Hoodlums attacked the Internally Displaced Persons (IDPs) taking refuge at the Abagana-Agan Camp on Makurdi-Lafia Road, Benue State and stole 200 bags of rice and other relief materials.
The hoodlums, who disguised as IDPs, forcibly gained access into the camp and overpowered policemen deployed to protect the victims.
They headed straight to the warehouse where relief materials were kept and broke door with stones and sticks.
The gangsters, who were between ages of 14 and 35, claimed to be inhabitants of the host community where the camp is situated and that they were denied being part of the items meant for victims of the recent flood disaster.
A chivalrous police sergeant, name withheld, who despite the wicked activities of the youth, moved in to intercede, had his uniform torn. The youth also attempted to snatch his rifle.
Our correspondent, who visited the camp alongside officials of the State Emergency Management Agency (SEMA), observed that most of the doors to the stores housing relief materials had been damaged.
Some ad-hoc staff recruited by SEMA to help in the distribution of relief materials said that every day, the youth mobilise and attack them while closing from work and they snatch a handbag belonging to one of them with money, make-ups and a mobile handset.
One of the workers said: “When the hoodlums attacked, because of limited security men on ground, they overwhelmed them. We, the staff, had no option than to lock ourselves inside the stores. But they still broke in, tortured us and stole 200 bags of rice.
“They also accosted the aged IDPs and snatched items that were shared to them in the morning. If you enter the stores, you will see that as they were scrambling over bags of rice, some got torn and littered the floor.”
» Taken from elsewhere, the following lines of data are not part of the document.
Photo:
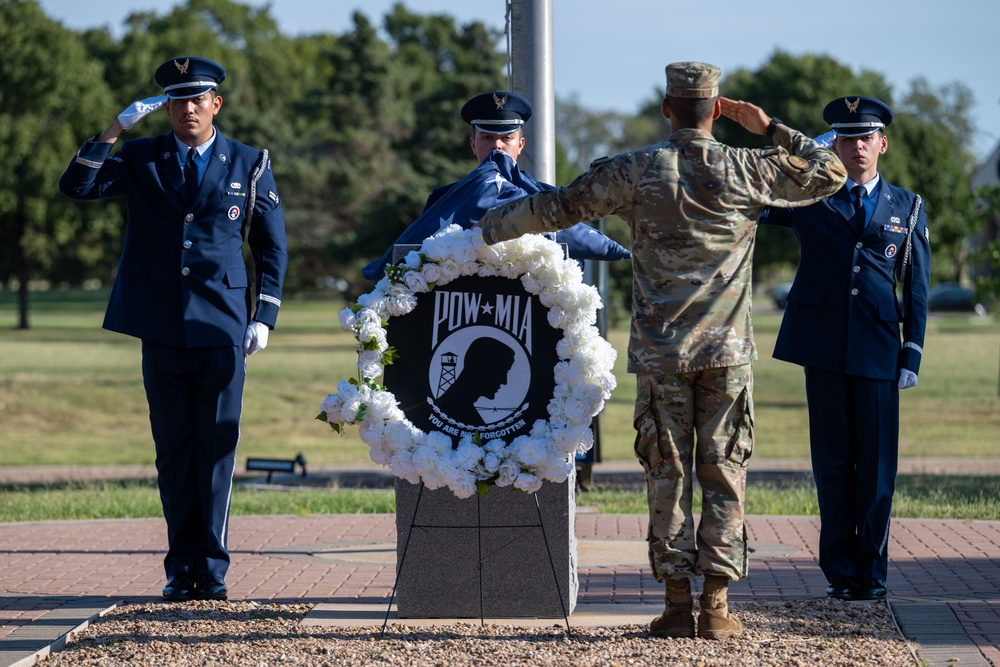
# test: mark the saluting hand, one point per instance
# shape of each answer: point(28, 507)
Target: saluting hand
point(750, 116)
point(139, 110)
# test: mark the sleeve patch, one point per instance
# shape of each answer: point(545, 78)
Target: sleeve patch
point(798, 162)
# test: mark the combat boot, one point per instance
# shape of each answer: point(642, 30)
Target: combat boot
point(714, 621)
point(677, 619)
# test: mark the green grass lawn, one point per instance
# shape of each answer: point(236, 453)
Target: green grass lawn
point(71, 393)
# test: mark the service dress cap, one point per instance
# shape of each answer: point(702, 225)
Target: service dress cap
point(189, 76)
point(693, 80)
point(856, 115)
point(497, 112)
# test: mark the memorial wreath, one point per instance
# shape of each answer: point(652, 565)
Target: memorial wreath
point(583, 376)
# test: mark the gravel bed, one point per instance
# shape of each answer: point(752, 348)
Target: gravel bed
point(246, 633)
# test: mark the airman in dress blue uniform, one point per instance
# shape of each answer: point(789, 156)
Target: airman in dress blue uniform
point(193, 196)
point(842, 324)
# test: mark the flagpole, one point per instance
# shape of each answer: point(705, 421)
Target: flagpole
point(533, 76)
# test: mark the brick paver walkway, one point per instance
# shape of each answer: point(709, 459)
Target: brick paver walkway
point(55, 572)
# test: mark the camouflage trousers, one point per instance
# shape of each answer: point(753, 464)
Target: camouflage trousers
point(705, 419)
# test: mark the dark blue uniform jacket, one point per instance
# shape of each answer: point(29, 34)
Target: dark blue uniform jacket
point(843, 313)
point(182, 280)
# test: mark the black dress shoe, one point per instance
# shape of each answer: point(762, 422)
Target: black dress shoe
point(212, 588)
point(180, 588)
point(841, 589)
point(869, 589)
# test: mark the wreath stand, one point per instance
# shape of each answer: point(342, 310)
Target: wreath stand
point(481, 558)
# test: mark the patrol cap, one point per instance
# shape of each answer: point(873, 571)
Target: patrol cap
point(856, 116)
point(189, 76)
point(693, 80)
point(497, 112)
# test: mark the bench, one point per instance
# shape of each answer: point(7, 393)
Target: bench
point(271, 466)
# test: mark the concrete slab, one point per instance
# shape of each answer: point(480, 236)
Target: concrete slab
point(336, 615)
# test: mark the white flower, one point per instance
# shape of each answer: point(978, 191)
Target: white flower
point(507, 472)
point(415, 281)
point(491, 462)
point(370, 363)
point(431, 273)
point(450, 270)
point(331, 406)
point(412, 260)
point(347, 319)
point(584, 377)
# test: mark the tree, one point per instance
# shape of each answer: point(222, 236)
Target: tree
point(50, 90)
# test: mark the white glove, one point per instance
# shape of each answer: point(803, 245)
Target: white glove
point(139, 110)
point(255, 338)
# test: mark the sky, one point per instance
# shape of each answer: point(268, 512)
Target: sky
point(611, 55)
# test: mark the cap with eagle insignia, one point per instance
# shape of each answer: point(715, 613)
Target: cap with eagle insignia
point(497, 112)
point(189, 76)
point(856, 115)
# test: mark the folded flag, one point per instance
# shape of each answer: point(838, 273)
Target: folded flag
point(495, 181)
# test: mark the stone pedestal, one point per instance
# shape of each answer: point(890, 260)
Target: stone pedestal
point(440, 574)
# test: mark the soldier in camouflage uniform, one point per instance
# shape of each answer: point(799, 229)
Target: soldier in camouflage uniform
point(692, 205)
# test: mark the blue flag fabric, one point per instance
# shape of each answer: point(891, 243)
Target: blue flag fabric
point(495, 181)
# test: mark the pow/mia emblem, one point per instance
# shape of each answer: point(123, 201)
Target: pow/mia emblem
point(798, 162)
point(475, 357)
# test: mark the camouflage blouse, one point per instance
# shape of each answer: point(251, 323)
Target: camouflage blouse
point(692, 204)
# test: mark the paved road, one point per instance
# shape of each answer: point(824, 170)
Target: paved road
point(944, 575)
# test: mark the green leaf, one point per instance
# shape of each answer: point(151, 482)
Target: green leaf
point(389, 356)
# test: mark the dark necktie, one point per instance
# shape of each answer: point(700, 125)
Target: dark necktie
point(859, 218)
point(191, 175)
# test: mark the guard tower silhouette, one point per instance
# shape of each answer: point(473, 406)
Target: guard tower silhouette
point(449, 361)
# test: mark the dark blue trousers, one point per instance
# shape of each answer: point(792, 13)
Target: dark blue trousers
point(854, 443)
point(195, 399)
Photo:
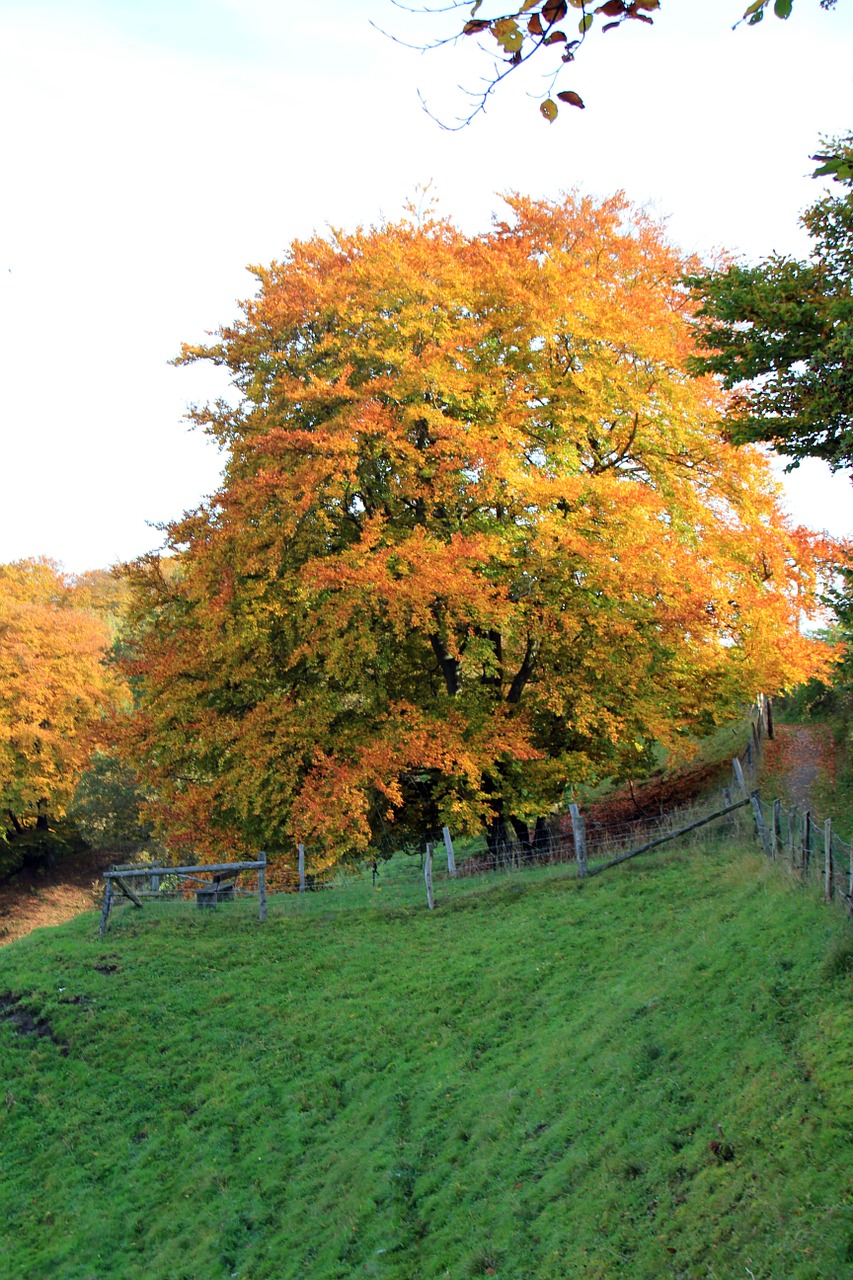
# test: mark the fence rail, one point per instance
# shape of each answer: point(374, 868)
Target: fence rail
point(592, 846)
It took the Executive Secretary of SEMA, Mr. Boniface Ortese, to calm frayed nerves.
Ortese, who condemned the attack, said the main camp at the Makurdi Ultra-Modern International Market was also invaded and had become a beehive of political activities. He added that aged men and women were not spared by the invaders who snatched their belongings.
Ortese, who declared the two camps closed as a result of such acts, explained that the committee on the flood disaster chaired by the state Deputy Governor, Benson Abounu, would embark on thorough assessment of individual homes to verify their claims of damage and give them more relief materials.
He added: “As I speak with you, we have about 500 children in the camp who go to school, but their parents are not ready to go back because of relief materials.
“We are worried that the camps have been filled up with people not directly affected. We believe some politicians are pushing these hoodlums to carry out these acts because 80 per cent of the IDPs at the Agan camp are not real victims.”